Prodigy Baby Temper 03

It reminded me a little of Marilyn Manson, someone else just desperate to offend and upset the moral majority to the point where it was starting to be pathetic.  Like a little boy running around shouting ‘Big willies!’ and/or ‘Dog shit!’ at old ladies in the high street, grow up!  The lyrics of Baby’s Got A Temper just read like they were created by using Microsoft Random Controversy generator v2.3 … Naah, naah, naah, Nazi tits suicide anus, naah, naah, naah, royal family funeral, naah, naah, naah, Rohypnol.

Piss poor effort.

Prodigy Baby Temper 02

Why did I keep it? especially when I’ve very recently bragged about being a ruthless man of steel when it comes to getting rid of records I don’t like.  Hope, I think. Hope that one day I’ll wake up and this ugly caterpillar will have become a beautiful swan over night**.

525 Down.

Prodigy Baby Temper 06

Prodigy Baby Temper 01

PS- it is actually better musically than I remembered it being from the three times I played it 13 years ago.

*sampled here.

**Note to self: check the science bit before publishing.

23 thoughts on “Nazi Tits Suicide Anus

  1. Best blog post title EVER!

    Prodigy passed me right on by. Chemical Brothers too. I have songs from them on old CMJ New Music compilation CDs and after one play, it was skip time every time. Doesn’t speak to me at all.

    1. Thank you! I just thought I’d snag a few more weirdoes into the fold with that. I really liked this sound, Crystal method were good too.

      1. Aren’t there enough weirdos around here already (says their leader)? Ha. And yeah, I knew lots of people into that stuff. But I was the jazz kid, so this wasn’t even on the same planet, for me. And to hear it now… no. Ah well, I’m glad you like it!

  2. Yeah, I was amused with “Firestarter”. The video would make me giggle a bit, and then feel scared about finding the mohawked chap waiting in the pantry for me as I went to grab the Bran Flakes to fill a bowl.

    The whole industrial/dance/techno/weird for the sake of being weird thing never clicked for me. I never even got into NIN till I was 32. I feel you don’t build up enough proper angst for that sort of thing until you’re married with kids.

      1. I wasn’t all that shocked, actually. Nazi Tits Suicide Anus was the first name choice for our son. We decided it was too common, so we went with Owen instead.

  3. I’ll be honest here – I never got the whole Prodigy thing. Tried and failed. I mind this song, though … an acquaintance telling me that’s what they love about the Prodigy – that they challenge you with their music or something – and me thinking “really? Is this song here an actual thing?”
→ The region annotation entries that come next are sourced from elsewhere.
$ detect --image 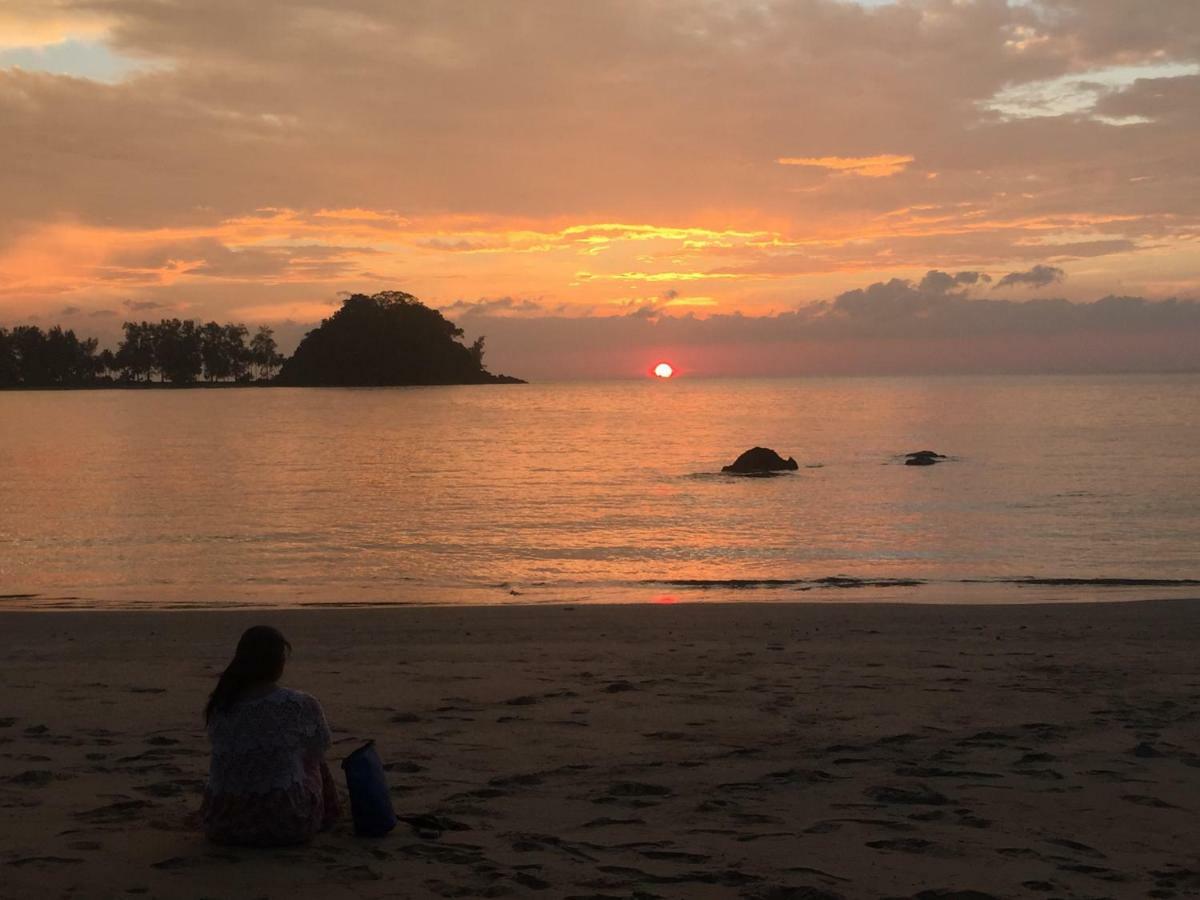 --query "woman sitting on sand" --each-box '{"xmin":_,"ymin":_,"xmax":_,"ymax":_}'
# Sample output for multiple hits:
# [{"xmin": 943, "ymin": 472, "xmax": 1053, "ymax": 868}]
[{"xmin": 200, "ymin": 625, "xmax": 338, "ymax": 846}]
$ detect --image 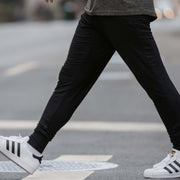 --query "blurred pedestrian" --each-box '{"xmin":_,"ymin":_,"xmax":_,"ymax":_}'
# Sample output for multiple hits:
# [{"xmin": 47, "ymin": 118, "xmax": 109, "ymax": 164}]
[{"xmin": 0, "ymin": 0, "xmax": 180, "ymax": 178}]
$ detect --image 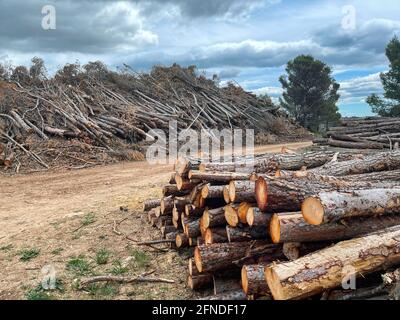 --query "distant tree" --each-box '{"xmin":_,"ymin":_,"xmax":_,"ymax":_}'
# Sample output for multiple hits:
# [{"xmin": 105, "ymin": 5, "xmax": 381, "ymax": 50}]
[
  {"xmin": 279, "ymin": 55, "xmax": 341, "ymax": 131},
  {"xmin": 29, "ymin": 57, "xmax": 47, "ymax": 81},
  {"xmin": 367, "ymin": 36, "xmax": 400, "ymax": 117},
  {"xmin": 10, "ymin": 66, "xmax": 31, "ymax": 84}
]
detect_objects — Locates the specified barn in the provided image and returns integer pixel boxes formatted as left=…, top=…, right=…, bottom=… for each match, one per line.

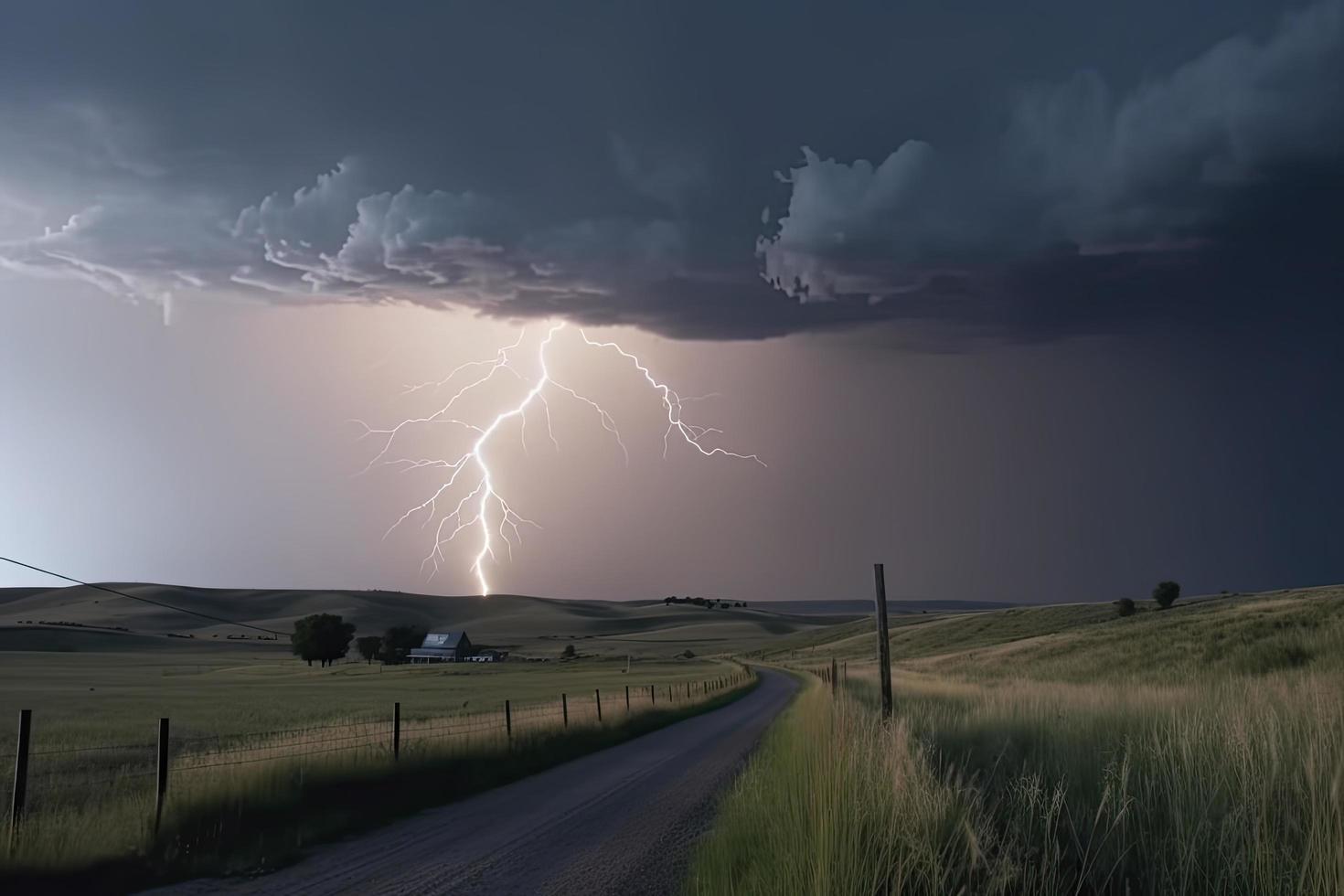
left=409, top=632, right=475, bottom=662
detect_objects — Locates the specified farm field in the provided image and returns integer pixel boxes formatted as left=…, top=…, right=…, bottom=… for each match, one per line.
left=691, top=587, right=1344, bottom=896
left=0, top=583, right=861, bottom=658
left=0, top=644, right=729, bottom=752
left=0, top=590, right=779, bottom=892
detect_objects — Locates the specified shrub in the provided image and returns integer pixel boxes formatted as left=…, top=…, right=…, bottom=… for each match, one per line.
left=355, top=634, right=383, bottom=665
left=291, top=613, right=355, bottom=667
left=1153, top=581, right=1180, bottom=610
left=1232, top=636, right=1312, bottom=676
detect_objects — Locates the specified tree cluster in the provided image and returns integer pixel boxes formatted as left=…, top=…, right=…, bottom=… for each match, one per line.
left=1115, top=581, right=1180, bottom=616
left=291, top=613, right=355, bottom=667
left=663, top=596, right=747, bottom=610
left=291, top=613, right=427, bottom=667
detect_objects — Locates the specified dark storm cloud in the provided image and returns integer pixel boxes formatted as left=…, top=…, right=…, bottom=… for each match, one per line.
left=758, top=1, right=1344, bottom=320
left=0, top=0, right=1344, bottom=344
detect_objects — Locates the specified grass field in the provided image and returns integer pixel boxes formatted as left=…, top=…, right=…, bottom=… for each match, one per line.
left=0, top=646, right=750, bottom=892
left=0, top=586, right=784, bottom=891
left=691, top=589, right=1344, bottom=896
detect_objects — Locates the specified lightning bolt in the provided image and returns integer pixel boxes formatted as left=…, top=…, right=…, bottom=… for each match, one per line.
left=352, top=321, right=764, bottom=596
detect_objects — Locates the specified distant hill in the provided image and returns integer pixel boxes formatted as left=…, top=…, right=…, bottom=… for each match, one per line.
left=0, top=581, right=859, bottom=656
left=760, top=586, right=1344, bottom=682
left=752, top=599, right=1018, bottom=615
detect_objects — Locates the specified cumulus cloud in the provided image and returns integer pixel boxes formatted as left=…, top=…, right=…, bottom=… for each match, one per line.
left=0, top=152, right=683, bottom=324
left=757, top=0, right=1344, bottom=303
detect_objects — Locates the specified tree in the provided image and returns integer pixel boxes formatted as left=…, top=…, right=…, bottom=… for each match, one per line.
left=1153, top=581, right=1180, bottom=610
left=355, top=634, right=383, bottom=665
left=291, top=613, right=355, bottom=667
left=383, top=624, right=429, bottom=665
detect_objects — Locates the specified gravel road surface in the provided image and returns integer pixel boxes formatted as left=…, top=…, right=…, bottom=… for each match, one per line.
left=154, top=672, right=795, bottom=896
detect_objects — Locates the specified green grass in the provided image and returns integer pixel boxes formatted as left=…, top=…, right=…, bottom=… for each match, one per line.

  4. Holy lit-shit batman! That’s a version I would love to see in the ‘obscenity’ section in the local library. Yes, they do have one, next to the children’s books. I once got the Greedy Cunting Caterpillar out by mistake.
    Agree with this review. Swear like you mean it, or shut the fuck-titty-wank-shit-up.
    ( I have a catchable version of Tourette’s b.t.w.ank. I caught it from a big fat cockney.)

  5. Your introduction invites me to correct a mistook from our previous correspondence. It is not the Austen heroines who have attacks of the vapours and fall down stairs at the beach. It’s the supporting distaff cast who are generally insipid and oppressed. So I would expect Miss Woodhouse to outlast those two posers effortlessly and still be flanging on at dawn.

    PS. Microsoft Random Controversy generator v2.4 includes all the latest racial slurs generated by current geopolitical movements and Hilary’s nomination. Get it while it’s hot.

    1. I have a knack for that – I may start holding record companies to ransom. £2mill in used notes by Thursday, or you’ll get the full review treatment …

    1. Ha! I’m just trying to snag all those big numbers of folk out there who Google ‘Nazi tits suicide anus’ on a nightly basis.